History has recorded time and time again the acts of those who commit evil under the guise of national self defense. The pattern is well known to historians: they invade the privacy of individuals, disempower them, instruct them to rely on police and government, take away their God-given right to defend themselves, scapegoat minorities, create vague legal justifications that can be defined by the enforcers, justify going around the law, or redefining the law, and all in the name of self-defense of an loosely defined threat or crisis.

In regards to the issue of saftey, the fact is that every nation has faced terror threats throughout all of history. The Romans soon discovered, as have every other occupying power in history, that one nation cannot forcefully and peacefully occupy another. There will always be “insurgents” and “terrorists,” who will be called “freedom fighters” at home. Just like American’s of today, the Romans and British and all the others professed good intentions. Again, I would like to stress that I am saying that present activity could open the floodgates toward greater evil, not that I think the U.S. has reached this point yet.

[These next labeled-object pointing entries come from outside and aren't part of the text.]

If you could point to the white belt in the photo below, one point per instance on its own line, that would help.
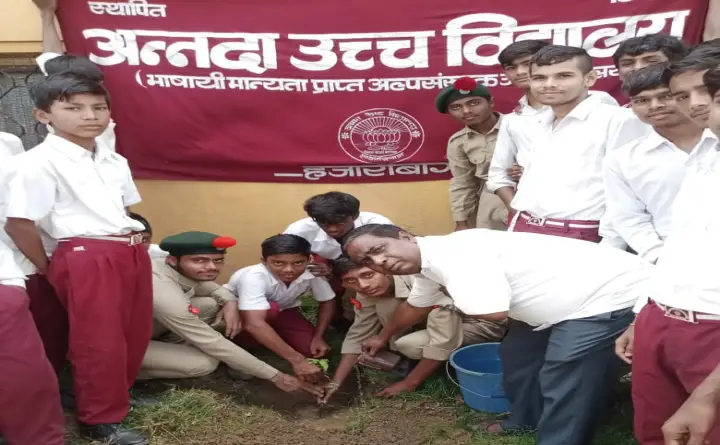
(684, 314)
(130, 240)
(537, 221)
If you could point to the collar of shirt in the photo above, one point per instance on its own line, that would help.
(74, 151)
(184, 282)
(322, 235)
(580, 113)
(467, 131)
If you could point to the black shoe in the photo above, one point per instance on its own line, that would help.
(112, 434)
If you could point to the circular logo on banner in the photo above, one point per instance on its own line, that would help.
(381, 135)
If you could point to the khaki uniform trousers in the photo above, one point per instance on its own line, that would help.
(169, 358)
(446, 331)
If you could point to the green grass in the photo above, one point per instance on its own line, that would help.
(432, 415)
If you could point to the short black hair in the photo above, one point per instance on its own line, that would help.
(141, 219)
(712, 80)
(285, 244)
(648, 78)
(379, 230)
(673, 48)
(62, 86)
(332, 207)
(343, 265)
(520, 49)
(79, 65)
(714, 43)
(554, 54)
(698, 60)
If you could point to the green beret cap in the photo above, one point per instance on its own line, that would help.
(463, 87)
(196, 243)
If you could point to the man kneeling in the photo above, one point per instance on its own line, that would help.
(186, 301)
(378, 296)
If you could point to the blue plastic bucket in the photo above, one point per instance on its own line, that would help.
(479, 375)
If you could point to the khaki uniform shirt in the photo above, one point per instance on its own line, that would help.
(173, 296)
(469, 155)
(443, 333)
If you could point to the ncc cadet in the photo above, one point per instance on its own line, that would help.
(575, 296)
(378, 296)
(469, 153)
(186, 301)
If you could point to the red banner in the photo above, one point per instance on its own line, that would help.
(324, 90)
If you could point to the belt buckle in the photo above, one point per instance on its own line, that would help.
(135, 239)
(680, 314)
(535, 221)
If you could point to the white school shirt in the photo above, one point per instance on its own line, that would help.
(512, 149)
(256, 287)
(69, 191)
(10, 145)
(686, 275)
(565, 177)
(540, 280)
(641, 182)
(107, 138)
(10, 272)
(323, 244)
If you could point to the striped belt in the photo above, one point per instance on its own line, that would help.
(684, 314)
(540, 222)
(130, 239)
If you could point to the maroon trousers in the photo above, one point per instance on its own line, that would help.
(106, 288)
(50, 318)
(289, 324)
(670, 359)
(30, 411)
(565, 231)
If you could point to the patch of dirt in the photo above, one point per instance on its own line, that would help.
(257, 392)
(297, 419)
(379, 426)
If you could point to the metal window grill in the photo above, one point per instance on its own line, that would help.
(17, 75)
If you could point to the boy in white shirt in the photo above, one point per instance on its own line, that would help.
(575, 296)
(643, 51)
(30, 411)
(54, 61)
(673, 345)
(155, 252)
(10, 145)
(685, 78)
(512, 151)
(78, 192)
(269, 300)
(331, 216)
(643, 177)
(561, 193)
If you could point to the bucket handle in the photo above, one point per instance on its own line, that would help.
(447, 371)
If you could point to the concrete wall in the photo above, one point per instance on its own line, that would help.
(248, 211)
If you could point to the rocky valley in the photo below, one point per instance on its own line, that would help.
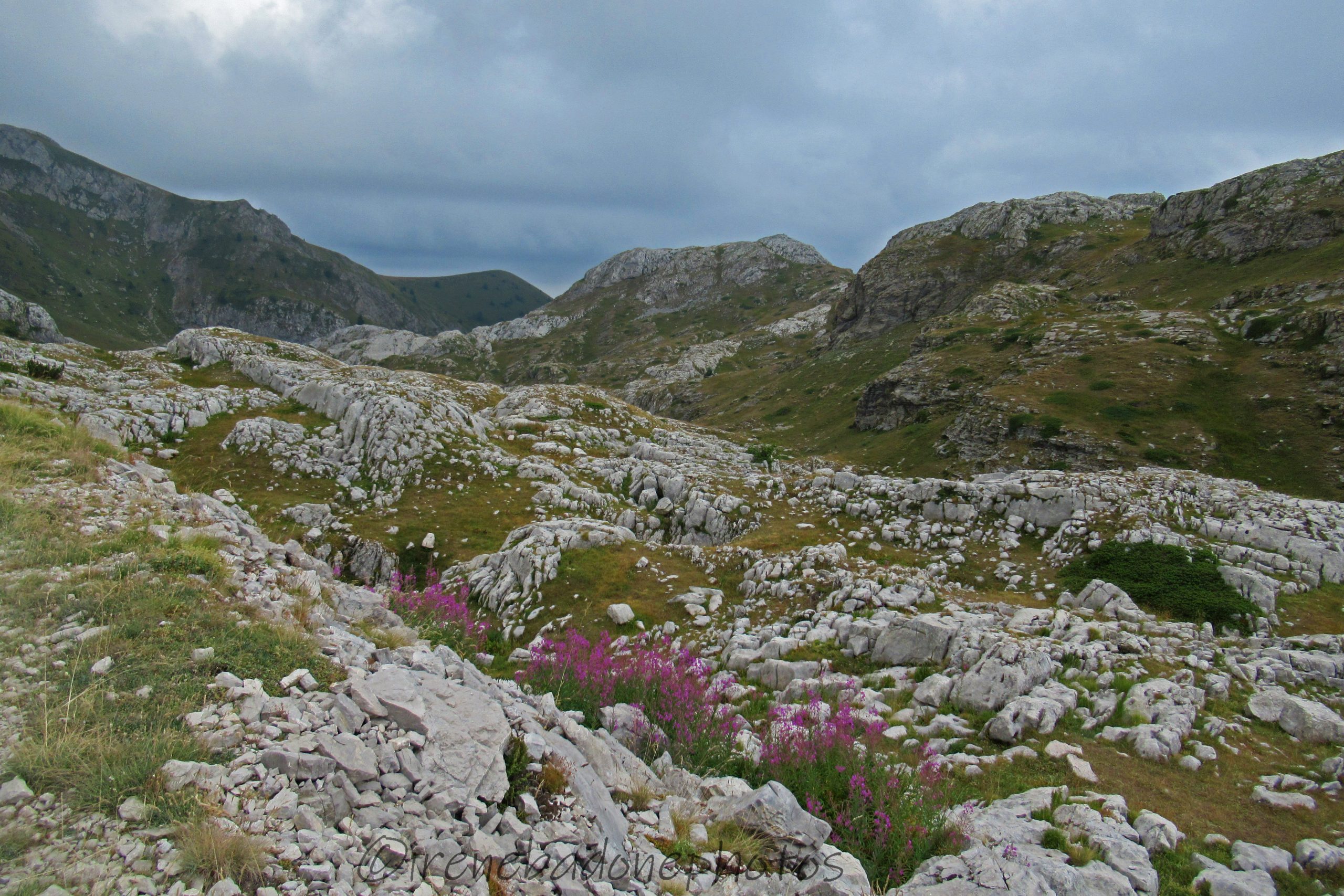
(1010, 563)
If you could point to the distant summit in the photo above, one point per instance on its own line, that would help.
(120, 263)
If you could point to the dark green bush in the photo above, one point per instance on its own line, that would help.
(1164, 457)
(1163, 577)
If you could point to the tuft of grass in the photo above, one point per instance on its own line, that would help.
(748, 847)
(32, 440)
(214, 853)
(15, 841)
(30, 887)
(642, 797)
(100, 766)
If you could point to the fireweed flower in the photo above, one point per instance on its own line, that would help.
(441, 608)
(683, 704)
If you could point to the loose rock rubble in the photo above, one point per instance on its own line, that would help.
(934, 597)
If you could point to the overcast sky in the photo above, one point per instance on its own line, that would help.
(425, 138)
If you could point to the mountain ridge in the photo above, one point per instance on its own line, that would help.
(121, 262)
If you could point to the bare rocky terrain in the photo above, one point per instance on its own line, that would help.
(1090, 741)
(1012, 562)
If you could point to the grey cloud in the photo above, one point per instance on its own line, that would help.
(425, 138)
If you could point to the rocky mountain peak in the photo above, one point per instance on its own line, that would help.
(673, 277)
(1012, 220)
(1287, 206)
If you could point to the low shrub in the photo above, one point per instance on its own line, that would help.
(1163, 577)
(1052, 426)
(1166, 457)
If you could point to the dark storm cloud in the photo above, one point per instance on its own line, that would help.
(542, 138)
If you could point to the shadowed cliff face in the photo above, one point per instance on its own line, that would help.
(121, 262)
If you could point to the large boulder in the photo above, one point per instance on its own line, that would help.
(1038, 711)
(464, 730)
(774, 812)
(909, 642)
(27, 321)
(1304, 719)
(1010, 669)
(1311, 722)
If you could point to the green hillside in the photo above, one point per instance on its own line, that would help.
(121, 263)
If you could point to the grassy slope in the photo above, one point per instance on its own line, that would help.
(1209, 414)
(159, 599)
(108, 285)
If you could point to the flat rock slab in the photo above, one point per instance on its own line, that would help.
(464, 730)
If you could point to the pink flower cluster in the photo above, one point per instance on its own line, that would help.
(893, 818)
(441, 606)
(676, 691)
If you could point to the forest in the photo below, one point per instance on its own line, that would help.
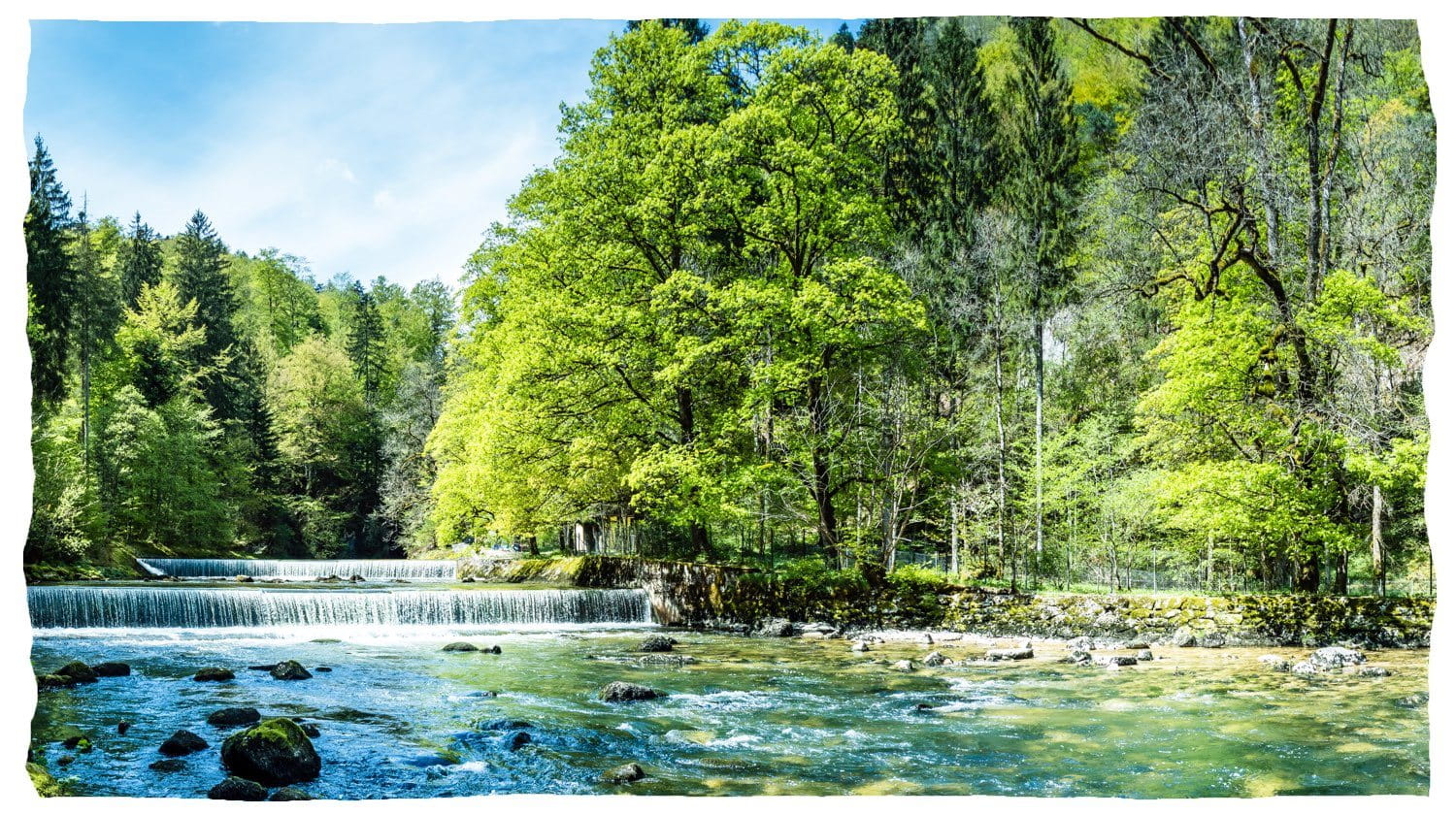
(1120, 303)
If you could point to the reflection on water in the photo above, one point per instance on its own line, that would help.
(399, 718)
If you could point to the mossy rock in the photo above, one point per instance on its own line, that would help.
(273, 753)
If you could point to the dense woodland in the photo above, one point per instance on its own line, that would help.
(1042, 302)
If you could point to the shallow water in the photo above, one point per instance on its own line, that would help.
(402, 719)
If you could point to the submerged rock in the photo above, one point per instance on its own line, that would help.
(78, 672)
(233, 716)
(290, 669)
(628, 692)
(233, 788)
(182, 742)
(111, 669)
(1004, 654)
(273, 753)
(657, 643)
(1275, 663)
(623, 774)
(1336, 657)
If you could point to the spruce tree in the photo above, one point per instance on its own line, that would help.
(51, 278)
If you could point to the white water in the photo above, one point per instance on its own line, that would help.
(373, 570)
(169, 607)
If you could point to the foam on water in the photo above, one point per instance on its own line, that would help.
(175, 607)
(300, 570)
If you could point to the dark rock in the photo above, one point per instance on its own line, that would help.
(182, 742)
(657, 643)
(273, 753)
(78, 672)
(623, 774)
(233, 716)
(233, 788)
(113, 669)
(628, 692)
(290, 669)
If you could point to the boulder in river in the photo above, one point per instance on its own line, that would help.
(113, 669)
(1336, 657)
(273, 753)
(78, 672)
(233, 788)
(233, 716)
(655, 643)
(182, 742)
(290, 669)
(628, 692)
(775, 628)
(1004, 654)
(623, 774)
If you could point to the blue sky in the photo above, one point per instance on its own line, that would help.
(366, 148)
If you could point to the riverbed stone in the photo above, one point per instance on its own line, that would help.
(111, 669)
(182, 742)
(290, 669)
(1336, 657)
(233, 788)
(273, 753)
(78, 672)
(657, 643)
(628, 692)
(623, 774)
(233, 716)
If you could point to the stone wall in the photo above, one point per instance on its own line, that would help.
(725, 597)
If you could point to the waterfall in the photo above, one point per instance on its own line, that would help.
(375, 570)
(140, 607)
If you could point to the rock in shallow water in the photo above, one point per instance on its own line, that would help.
(657, 643)
(233, 788)
(274, 751)
(628, 692)
(182, 742)
(290, 669)
(623, 774)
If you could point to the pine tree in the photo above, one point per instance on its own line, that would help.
(140, 261)
(1042, 150)
(51, 278)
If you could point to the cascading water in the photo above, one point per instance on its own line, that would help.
(139, 607)
(300, 570)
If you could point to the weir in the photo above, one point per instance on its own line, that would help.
(140, 607)
(300, 570)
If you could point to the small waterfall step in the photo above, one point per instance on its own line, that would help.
(180, 607)
(375, 570)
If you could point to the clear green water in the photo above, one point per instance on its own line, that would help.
(402, 719)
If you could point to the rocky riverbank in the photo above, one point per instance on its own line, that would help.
(742, 600)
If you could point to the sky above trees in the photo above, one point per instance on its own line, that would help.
(366, 148)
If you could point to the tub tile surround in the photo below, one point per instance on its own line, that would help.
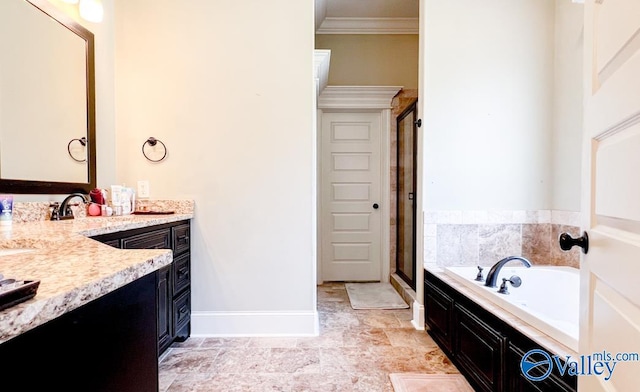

The middle east is analogous to how Thomas Jefferson described slavery; its like holding a wolf by the ears, you know you shouldn’t have it, but you don’t dare let it go. Technology has made terror more dangerous than before. However, considering the vulnerability inherent in any society to suicide terrorism (even Israel has not figured out how to prevent it), we must ask this: does it make more sense, in fighting terror, to be consistent in applying our values to all people or to make secret exceptions to our professed values without explanation or checks and balances? Recall that all the while, we say that we seek to spread American values to these people. Clearly, we send a much stronger signal to terrorists and those who might join them, when we show through our actions that we do not make exceptions to our values.

I would also challenge those who question the “conservatism” behind this view. By all means, I consider myself a conservative. I know of no conservative principles that support the detention at Guantanamo Bay, and if there are any, I would love to hear them. I would remind my conservative friends that both O'Connor and Rehnquist voted in the majority in Hamdi v. Rumsfeld, and also conservative leaning Kennedy. The outcome in this case reflected my views.

I thought that even “law-and-order” conservatives still believed that a trial by a neutral tribunal was the best way to achieve justice. Would a neutral tribunal be any less prudent than the President? Furthermore, even neo-conservative leaders such as Paul Wolfowitz have acknowledged that the detention without challenge has undermined U.S. credibility.

The fact is that free nations are safe nations because free nations defend the rights and privacies of individuals anywhere; rather undermining them. This is conservatism at it's finest. "Law and order" conservatives know that law and order applies to the government just as much as civilians. Furthermore, our tradition and legal history are clear that we stand on the principle that a person’s rights come from our creator, not our government.